5 活断層調査のまとめ

仏像構造線は,地形的にはリニアメントが明瞭であるが,活断層であることを示す地形はきわめて乏しく,南国市稲生にみられる東西走向の崖だけである。これらの崖も人工的に作られたものである可能性が高い。稲生の開析谷においてリニアメントを横断して実施された電気探査,バイブロコアリング,ロータリー式ボーリングによる地質調査において次のようなことが明らかとなった。

基盤岩の落ち込み位置(断層の可能性がある)は,地形的に判読されたリニアメントの位置より北側にあり,70mから100m離れている。開析谷を埋める未固結堆積物のうち沖積層 や洪積層(上部更新統)の上面には断層による変位は見られず,堆積面はほぼ水平ないし,非常に緩い傾斜となっている。
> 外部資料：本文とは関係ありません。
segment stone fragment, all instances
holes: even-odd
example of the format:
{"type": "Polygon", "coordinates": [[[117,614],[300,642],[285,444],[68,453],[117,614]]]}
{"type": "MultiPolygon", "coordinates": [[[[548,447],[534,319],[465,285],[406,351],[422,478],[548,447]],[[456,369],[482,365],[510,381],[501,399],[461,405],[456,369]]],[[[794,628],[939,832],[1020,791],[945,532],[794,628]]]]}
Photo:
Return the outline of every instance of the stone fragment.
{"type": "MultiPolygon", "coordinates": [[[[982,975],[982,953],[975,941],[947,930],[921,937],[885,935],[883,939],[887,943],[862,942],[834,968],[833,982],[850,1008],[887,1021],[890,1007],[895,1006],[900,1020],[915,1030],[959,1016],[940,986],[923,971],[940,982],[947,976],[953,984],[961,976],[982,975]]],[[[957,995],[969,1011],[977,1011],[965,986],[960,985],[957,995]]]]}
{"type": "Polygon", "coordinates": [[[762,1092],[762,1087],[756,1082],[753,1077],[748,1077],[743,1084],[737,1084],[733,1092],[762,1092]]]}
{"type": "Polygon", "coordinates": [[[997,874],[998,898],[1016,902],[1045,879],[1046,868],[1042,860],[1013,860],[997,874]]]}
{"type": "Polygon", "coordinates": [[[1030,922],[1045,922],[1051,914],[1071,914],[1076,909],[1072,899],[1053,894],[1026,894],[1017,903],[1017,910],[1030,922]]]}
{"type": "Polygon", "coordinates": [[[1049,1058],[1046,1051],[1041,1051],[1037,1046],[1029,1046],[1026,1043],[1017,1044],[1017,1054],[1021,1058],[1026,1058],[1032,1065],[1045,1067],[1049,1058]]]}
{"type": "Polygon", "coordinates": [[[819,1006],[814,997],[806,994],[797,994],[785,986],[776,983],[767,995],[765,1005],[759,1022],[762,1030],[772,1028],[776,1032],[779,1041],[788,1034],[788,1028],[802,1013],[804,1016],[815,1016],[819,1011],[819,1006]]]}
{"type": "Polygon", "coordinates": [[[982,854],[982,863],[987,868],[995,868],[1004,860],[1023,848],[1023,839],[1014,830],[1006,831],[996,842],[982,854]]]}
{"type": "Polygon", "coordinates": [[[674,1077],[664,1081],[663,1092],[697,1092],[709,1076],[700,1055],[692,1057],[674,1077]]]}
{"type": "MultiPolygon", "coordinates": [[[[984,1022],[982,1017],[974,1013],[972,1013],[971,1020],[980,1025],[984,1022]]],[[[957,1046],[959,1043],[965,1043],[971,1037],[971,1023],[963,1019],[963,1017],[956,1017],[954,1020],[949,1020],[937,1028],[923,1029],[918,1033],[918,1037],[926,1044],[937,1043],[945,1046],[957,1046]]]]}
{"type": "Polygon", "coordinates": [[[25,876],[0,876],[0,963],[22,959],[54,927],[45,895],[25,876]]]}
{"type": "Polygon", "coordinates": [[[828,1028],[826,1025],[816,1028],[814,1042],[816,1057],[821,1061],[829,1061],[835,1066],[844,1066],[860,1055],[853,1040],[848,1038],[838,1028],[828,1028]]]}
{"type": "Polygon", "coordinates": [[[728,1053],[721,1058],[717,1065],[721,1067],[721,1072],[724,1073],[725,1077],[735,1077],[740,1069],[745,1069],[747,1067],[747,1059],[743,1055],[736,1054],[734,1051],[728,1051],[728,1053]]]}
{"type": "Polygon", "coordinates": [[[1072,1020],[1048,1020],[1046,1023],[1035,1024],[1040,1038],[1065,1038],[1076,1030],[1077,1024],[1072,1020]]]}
したがって仏像構造線は,活断層である可能性は低く,仮に活断層であってもその変位速度は非常に小さいと考えられる。

吉良川断層は,地質的には断層であることは明瞭であるが,段丘面や沖合海底の未固結堆積に変位が全く見られず,活断層の可能性は低いといえる。

行当岬断層は,断層活動の変位の基準となる段丘面の対比に問題があり,対比の仕方によっては全く高度差が認められない(つまり断層変位がない)。段丘堆積物が乏しく,堆積物による対比が困難であり,現在の地質学的手法では,どちらとも断定できない状態である。しかし活断層としての断層変位地形が全く見られないことから,従来の対比が間違っている可能性が高く,活断層の可能性は低いと考えられる。吉良川断層・行当岬断層については確実度V,活動度C以下とするのが妥当と考えられる。

盲道谷断層は今回の調査で活断層でないことが明らかとなった。